In a write-up on the Law Blog of the Wall Street Journal, lawyers shared their views and feelings on job-related anxiety.
"Lawyering started out stressful, and it’s pretty much stayed stressful, or gotten more stressful. This stress has the capacity to wear people down. It’s certainly tiring," wrote a commenter under the name Venkat.
Other law professionals on the blog reported that stress stimulates their desire for unhealthy foods, while others said that stress is a boon to them at times.
This suggests that individuals who work in the high-pressure environment of a law office may be in need of employee wellness programs that provide tools and resources for stress management.
Thursday, 08 September 2011 16:00Doctors often deal with workplace stress as the result of having to make difficult decisions on a daily basis, some of which have lives depending on the correct answer. Researchers at the University of Cincinnati recently conducted a survey to determine whether physicians working in different fields have similar stress levels.
Using a number of work intensity measurement tools and questionnaires, the team of scientists examined anxiety levels in 45 family healthcare providers, 20 general internal organ specialist, 22 neurologists and 21 surgeons.

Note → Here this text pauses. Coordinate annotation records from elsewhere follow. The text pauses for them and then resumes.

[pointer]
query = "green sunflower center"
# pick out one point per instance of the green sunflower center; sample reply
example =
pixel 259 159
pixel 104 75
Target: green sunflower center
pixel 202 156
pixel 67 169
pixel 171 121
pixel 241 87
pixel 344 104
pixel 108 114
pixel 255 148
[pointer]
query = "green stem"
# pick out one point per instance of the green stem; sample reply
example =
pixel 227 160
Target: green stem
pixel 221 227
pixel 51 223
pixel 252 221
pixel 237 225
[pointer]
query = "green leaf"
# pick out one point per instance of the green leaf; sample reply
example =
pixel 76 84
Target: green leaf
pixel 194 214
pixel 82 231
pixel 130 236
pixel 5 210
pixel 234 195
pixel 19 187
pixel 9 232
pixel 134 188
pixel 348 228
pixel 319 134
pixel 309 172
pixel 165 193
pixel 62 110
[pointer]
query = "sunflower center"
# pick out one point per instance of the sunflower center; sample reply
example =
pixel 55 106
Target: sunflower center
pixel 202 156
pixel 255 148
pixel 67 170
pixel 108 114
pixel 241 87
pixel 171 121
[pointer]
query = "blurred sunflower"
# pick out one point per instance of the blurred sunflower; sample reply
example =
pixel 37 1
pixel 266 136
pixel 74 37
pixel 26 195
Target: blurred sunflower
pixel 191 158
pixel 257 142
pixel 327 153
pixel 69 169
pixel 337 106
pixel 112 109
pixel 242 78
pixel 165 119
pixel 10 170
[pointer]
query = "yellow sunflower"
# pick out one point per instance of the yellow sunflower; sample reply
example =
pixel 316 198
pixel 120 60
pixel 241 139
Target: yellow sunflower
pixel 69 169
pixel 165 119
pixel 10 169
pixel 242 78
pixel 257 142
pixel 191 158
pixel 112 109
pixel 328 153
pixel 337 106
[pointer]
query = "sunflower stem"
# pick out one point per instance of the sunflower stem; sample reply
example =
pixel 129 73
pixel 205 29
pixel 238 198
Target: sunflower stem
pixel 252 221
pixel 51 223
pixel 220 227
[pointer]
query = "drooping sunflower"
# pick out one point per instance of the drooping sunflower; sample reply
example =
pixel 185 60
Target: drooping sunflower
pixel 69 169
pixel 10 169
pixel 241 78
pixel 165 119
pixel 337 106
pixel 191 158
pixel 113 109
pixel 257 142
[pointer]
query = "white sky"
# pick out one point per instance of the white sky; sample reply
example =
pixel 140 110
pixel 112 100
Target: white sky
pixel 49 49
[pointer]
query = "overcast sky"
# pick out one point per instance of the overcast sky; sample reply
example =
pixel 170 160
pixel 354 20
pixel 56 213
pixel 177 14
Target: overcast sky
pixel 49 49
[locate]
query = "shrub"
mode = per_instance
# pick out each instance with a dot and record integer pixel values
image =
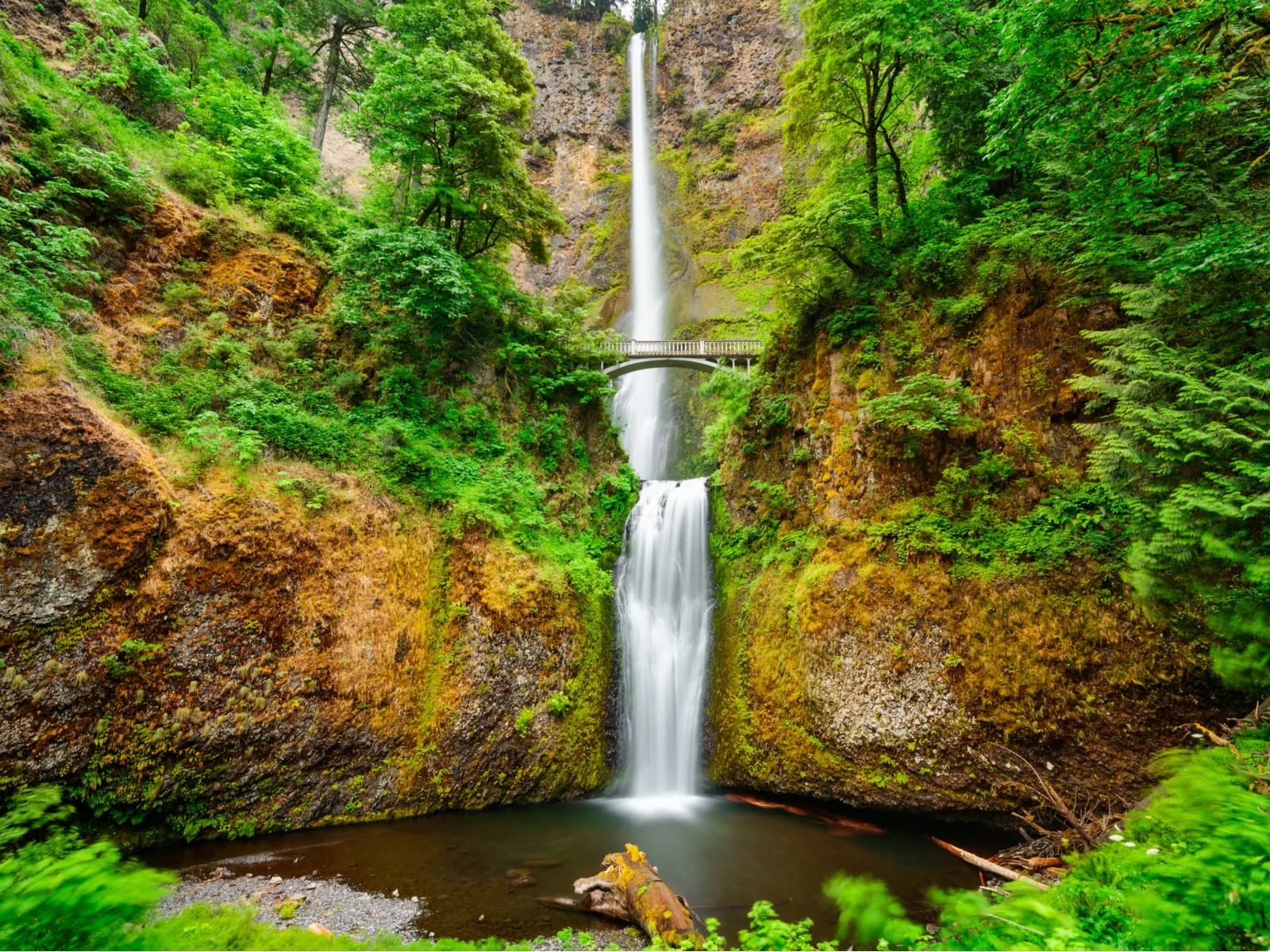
(925, 403)
(959, 311)
(55, 892)
(121, 63)
(201, 175)
(311, 219)
(615, 32)
(264, 152)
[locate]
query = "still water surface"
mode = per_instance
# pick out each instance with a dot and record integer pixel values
(721, 856)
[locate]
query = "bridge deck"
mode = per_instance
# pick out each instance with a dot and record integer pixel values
(683, 348)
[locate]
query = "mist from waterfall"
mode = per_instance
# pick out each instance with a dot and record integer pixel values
(664, 592)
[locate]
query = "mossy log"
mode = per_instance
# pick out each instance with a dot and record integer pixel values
(630, 890)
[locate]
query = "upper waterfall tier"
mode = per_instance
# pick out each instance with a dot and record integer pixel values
(641, 397)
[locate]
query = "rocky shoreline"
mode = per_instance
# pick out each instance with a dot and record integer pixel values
(304, 903)
(328, 907)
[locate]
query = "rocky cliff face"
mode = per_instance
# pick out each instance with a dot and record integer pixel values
(840, 670)
(852, 668)
(196, 651)
(719, 69)
(220, 662)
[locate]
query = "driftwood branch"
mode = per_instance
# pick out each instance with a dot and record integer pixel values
(630, 890)
(986, 865)
(1053, 797)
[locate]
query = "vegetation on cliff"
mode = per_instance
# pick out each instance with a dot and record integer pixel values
(1110, 152)
(277, 347)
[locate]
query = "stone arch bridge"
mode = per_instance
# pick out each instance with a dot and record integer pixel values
(622, 357)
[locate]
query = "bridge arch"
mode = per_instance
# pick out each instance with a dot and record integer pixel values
(622, 357)
(687, 363)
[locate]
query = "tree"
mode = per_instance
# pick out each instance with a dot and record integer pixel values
(643, 16)
(856, 83)
(275, 35)
(444, 121)
(349, 25)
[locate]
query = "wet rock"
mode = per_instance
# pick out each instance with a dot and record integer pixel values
(80, 505)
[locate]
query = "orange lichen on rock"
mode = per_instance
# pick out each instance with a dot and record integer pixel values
(80, 505)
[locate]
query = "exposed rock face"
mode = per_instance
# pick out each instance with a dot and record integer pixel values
(849, 673)
(718, 59)
(80, 505)
(579, 140)
(196, 653)
(273, 670)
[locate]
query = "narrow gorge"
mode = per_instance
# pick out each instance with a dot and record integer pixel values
(444, 443)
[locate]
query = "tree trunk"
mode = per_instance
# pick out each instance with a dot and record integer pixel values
(328, 88)
(630, 890)
(268, 73)
(901, 192)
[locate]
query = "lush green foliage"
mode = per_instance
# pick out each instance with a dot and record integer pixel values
(1189, 871)
(1118, 150)
(59, 892)
(444, 117)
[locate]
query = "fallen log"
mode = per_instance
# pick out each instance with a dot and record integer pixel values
(987, 865)
(630, 890)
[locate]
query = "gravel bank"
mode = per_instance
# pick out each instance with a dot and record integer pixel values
(298, 903)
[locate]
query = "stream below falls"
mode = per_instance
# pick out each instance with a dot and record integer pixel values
(722, 856)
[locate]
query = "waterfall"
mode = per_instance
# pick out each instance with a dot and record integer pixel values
(664, 602)
(664, 579)
(638, 405)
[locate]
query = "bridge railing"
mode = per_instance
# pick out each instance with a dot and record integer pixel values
(683, 348)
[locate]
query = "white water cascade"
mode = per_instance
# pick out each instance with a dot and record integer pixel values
(664, 577)
(638, 404)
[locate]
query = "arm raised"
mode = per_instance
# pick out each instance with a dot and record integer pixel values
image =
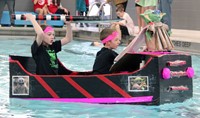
(68, 37)
(37, 28)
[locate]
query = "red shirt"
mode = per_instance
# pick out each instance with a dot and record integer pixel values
(40, 4)
(51, 7)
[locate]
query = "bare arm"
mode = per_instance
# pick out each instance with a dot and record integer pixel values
(37, 28)
(68, 37)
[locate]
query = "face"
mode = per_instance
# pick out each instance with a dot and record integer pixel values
(113, 44)
(119, 14)
(49, 37)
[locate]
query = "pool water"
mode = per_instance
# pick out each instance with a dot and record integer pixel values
(79, 56)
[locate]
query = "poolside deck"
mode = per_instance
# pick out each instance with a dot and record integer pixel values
(184, 40)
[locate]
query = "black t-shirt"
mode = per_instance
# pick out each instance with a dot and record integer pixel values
(104, 60)
(46, 58)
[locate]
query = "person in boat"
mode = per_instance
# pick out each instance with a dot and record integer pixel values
(105, 57)
(44, 49)
(126, 24)
(20, 87)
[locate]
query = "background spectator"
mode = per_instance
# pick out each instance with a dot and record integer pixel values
(11, 6)
(117, 2)
(165, 7)
(55, 7)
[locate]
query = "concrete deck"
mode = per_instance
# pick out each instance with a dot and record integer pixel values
(184, 40)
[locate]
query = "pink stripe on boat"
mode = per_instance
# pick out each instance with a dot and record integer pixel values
(99, 100)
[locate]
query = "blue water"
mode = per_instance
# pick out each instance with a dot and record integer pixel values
(80, 56)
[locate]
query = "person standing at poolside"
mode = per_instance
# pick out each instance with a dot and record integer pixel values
(105, 57)
(40, 7)
(44, 49)
(126, 25)
(11, 7)
(141, 6)
(139, 10)
(165, 7)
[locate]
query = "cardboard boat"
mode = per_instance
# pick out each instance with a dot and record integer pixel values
(151, 78)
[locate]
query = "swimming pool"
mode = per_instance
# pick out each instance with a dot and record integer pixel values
(79, 56)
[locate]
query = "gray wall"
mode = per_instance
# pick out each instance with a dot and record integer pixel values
(185, 13)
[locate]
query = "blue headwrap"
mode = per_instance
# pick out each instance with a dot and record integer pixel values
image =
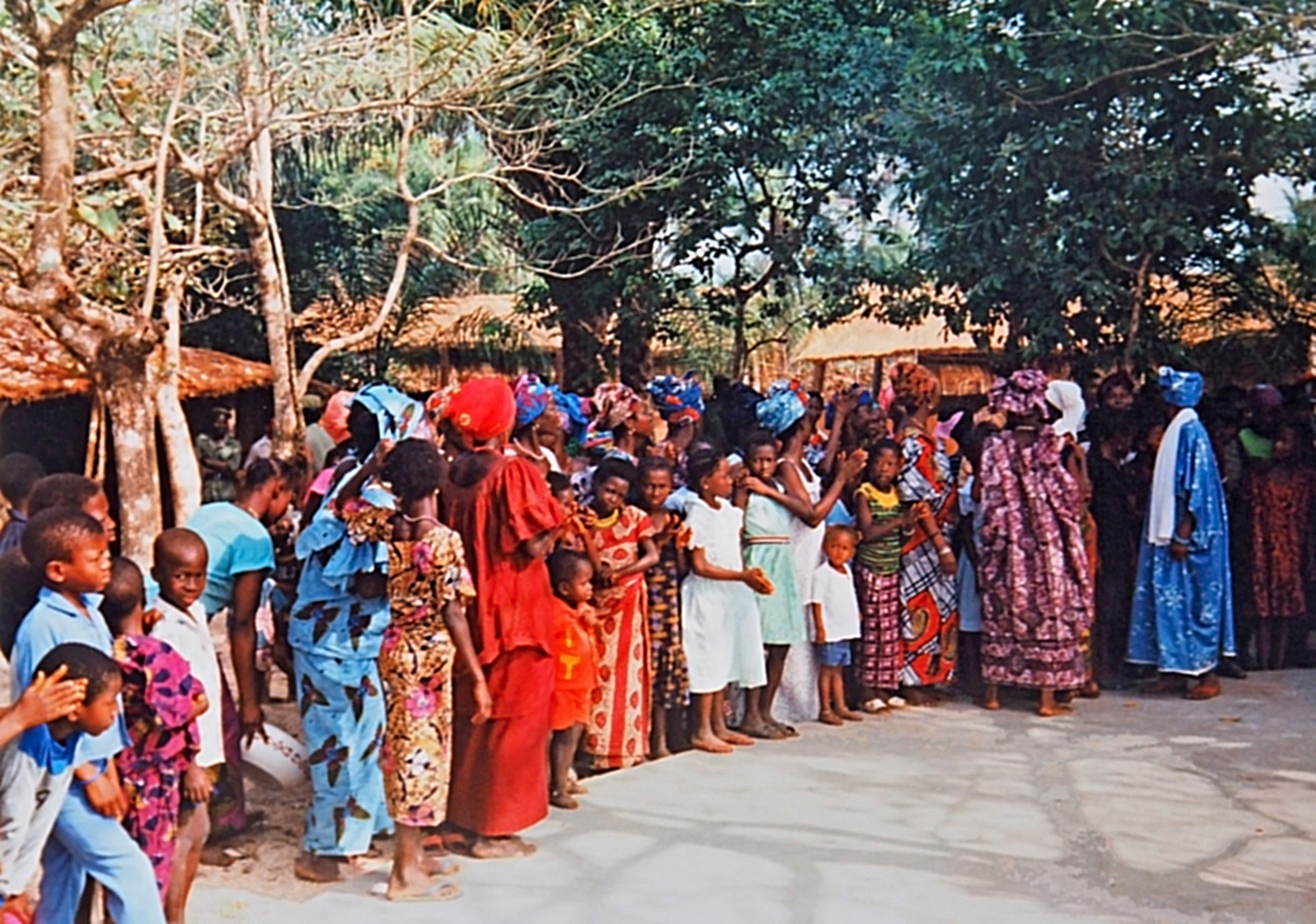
(1182, 390)
(571, 407)
(678, 399)
(399, 418)
(783, 406)
(532, 399)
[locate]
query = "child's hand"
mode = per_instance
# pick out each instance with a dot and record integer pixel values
(483, 703)
(758, 582)
(107, 797)
(197, 785)
(49, 698)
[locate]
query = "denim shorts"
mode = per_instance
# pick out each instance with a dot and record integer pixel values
(833, 654)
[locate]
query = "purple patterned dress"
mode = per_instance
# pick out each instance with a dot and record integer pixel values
(1033, 577)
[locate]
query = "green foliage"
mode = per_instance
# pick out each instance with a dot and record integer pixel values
(1065, 157)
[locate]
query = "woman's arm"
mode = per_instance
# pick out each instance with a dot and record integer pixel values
(647, 559)
(459, 630)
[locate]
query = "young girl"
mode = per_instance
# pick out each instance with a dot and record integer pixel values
(881, 520)
(428, 591)
(622, 549)
(574, 625)
(836, 623)
(1278, 510)
(668, 655)
(720, 627)
(162, 702)
(768, 547)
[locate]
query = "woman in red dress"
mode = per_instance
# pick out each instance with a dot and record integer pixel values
(505, 516)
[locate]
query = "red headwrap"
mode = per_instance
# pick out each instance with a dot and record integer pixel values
(482, 410)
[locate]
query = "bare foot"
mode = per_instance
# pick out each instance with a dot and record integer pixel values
(564, 801)
(733, 737)
(712, 744)
(314, 868)
(1054, 710)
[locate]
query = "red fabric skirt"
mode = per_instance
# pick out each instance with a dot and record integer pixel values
(500, 769)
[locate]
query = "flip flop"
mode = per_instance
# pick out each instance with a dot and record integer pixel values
(441, 891)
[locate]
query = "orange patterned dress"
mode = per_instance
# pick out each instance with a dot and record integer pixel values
(617, 733)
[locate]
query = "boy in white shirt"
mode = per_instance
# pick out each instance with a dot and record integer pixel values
(836, 621)
(180, 562)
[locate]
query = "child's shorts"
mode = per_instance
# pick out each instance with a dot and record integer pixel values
(570, 707)
(833, 654)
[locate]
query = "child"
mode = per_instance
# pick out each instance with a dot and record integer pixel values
(668, 657)
(881, 520)
(180, 562)
(70, 550)
(622, 549)
(1278, 513)
(36, 770)
(162, 701)
(574, 625)
(768, 547)
(720, 625)
(19, 474)
(836, 621)
(429, 589)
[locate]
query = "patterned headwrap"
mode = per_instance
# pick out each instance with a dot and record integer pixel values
(785, 405)
(1182, 390)
(1023, 393)
(437, 403)
(399, 418)
(334, 419)
(532, 399)
(615, 403)
(910, 378)
(679, 399)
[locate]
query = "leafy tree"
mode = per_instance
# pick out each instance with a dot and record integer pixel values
(1066, 158)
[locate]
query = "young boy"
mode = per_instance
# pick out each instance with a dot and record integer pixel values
(37, 769)
(19, 473)
(573, 648)
(180, 564)
(68, 549)
(836, 621)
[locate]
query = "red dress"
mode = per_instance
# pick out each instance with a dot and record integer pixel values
(500, 784)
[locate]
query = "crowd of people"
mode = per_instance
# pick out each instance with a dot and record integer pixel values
(488, 595)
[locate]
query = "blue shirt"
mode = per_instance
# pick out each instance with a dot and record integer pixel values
(237, 544)
(53, 621)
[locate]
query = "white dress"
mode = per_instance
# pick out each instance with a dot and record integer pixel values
(798, 699)
(719, 619)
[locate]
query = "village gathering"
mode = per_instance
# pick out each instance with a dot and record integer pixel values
(448, 444)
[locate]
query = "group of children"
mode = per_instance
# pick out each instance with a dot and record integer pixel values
(708, 590)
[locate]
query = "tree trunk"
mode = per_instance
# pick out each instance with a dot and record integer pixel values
(185, 474)
(127, 381)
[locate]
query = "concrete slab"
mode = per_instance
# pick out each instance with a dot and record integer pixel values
(1132, 811)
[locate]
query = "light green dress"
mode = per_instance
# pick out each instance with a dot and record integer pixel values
(768, 545)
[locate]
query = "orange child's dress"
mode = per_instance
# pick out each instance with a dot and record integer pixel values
(576, 666)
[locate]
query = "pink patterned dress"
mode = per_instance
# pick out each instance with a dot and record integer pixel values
(1032, 567)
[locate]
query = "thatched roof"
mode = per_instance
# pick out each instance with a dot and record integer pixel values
(862, 337)
(466, 323)
(34, 366)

The researchers discovered that general internists and surgeons experience similar levels of workplace stress. Interestingly, they also found that these types of professionals are significantly more anxious than family physicians and neurologists.
Overall, surgeons reported highest levels of task concentration, stress and physical demands when compared to the other specialists.
"A physician's work can be assessed by the time required to complete it and by the intensity of the effort, which is central to properly valuing the services being provided," said lead investigator Ronnie Horner, Ph.D.
Results of this study suggest that there may be a need for employee wellness programs for stress management in a variety of healthcare settings.
Tuesday, 06 September 2011 16:00While some efforts have been made to reduce workplace stress for medical residents, such as decreases in the duration of shifts, training to be a doctor still appears to be a tough job.
Mayo Clinic researchers recently found in a study of 16,394 medical residents that 51 percent of them reported burnout, and about 46 percent said they experience emotional exhaustion as a result of their work. Moreover, some 29 percent of respondents reported feeling depersonalized or cynical, and nearly 15 percent said their quality of life was "as bad as it could be."
The team of scientists noted that residents with student loan debt tended to have a lower quality of life than their debt-free counterparts. This was especially true for those who owed more than $200,000. Study authors noted that the average debt for medical students is $160,000.
"We hope that now that we have established national numbers for these distress variables, we can perhaps focus less effort on documenting the problem and turn greater attention to how best to improve the situation," said lead author Colin West, M.D., Ph.D.
Results of this study suggest that healthcare facilities may benefit significantly from employee wellness programs that provide tools and resources for stress management.